I think what's relevant to your claim as you lack something called "a sense of humor". It can commonly be found as something outrageous which is clearly untrue. A statement sort of like "NASA invented computers to go to the Moon, everyone knows that". You see, the "everyone knows that" portion is the hint to that it was a joke.
Yes, and I pointed out that while ACs on /. for some incomprehensible reason often throw around sentences like these, there is actually a significant grain of truth in saying that the Apollo project stimulated certain major developments in the realm of computing (especially real-time computing, but not only there).
And if you're going to go for serious stuff, I think you'll find that the IC was invented at TI by a 30 something engineer by the name of Jack Kilby who had just been hired.
Kilby's design proved to be an evolutionary dead end. His handcrafted germanium stick design was unsuitable for mass production. It was more of a gimmick than anything else. The independent and contemporary planar silicon design by Hoerni and Noyce was vastly superior, and became the foundation for the Fairchild Micrologic line of circuits, which, second-sourced from Philco, were actually flown to the Moon. In fact, it's basically the ancestor of the silicon technology we're still using today.
The first to use it was the Air Force. You notice MIT hasn't appeared yet?
The AGC, designed by MIT IL and manufactured by Raytheon, was the first serially manufactured stored program, general purpose digital computer with logic fully fabricated from standardized IC gate circuits, with the ICs sourced in 1962 and first unit built in 1963. Do you have anything against that claim?
That being said, something like that has a massive history that can hardly be fully attributed to a single person, establishment, country or even time.
Yes, that must be the reason why you mention the historically less important Kilby, without whom the development at Fairchild would have continued unimpeded. Talk about simplifications of history...
As for the software portion you attribute to MIT, well, those are constructs used in generic processing units, and Apollo was one of the first to adopt ICs, but the number of transistors were too small to actually be generic processors, so RTOS and priority scheduling wouldn't have been issues, it would have all been interrupt driven, processing the interrupts in a given sequence, no software scheduling at all.
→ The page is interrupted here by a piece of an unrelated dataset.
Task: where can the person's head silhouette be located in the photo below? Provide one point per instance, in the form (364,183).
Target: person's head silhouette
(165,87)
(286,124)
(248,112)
All of these would have been in the form of ASIC (application specific integrated circuit) which though now often have a programmable element, are really pieces of hardware geared towards performing a single task or small set of tasks.
What are you going on about? The ACG was a fully general, stored program digital computer with a priority-driven scheduler implemented in software by Hal Laning, so what is this "no software scheduling at all" supposed to mean? And "processing the interrupts in a given sequence"? The design was asynchronous, that was precisely the novelty of the whole design compared to the state of the art.
So, I ask you, how's your making up history lately? And how's your understanding a joke lately?
I'm not making up history, I'm simply fact-checking extensively. And despite being a schizoid, I actually enjoy humor, but I do have some standards for it.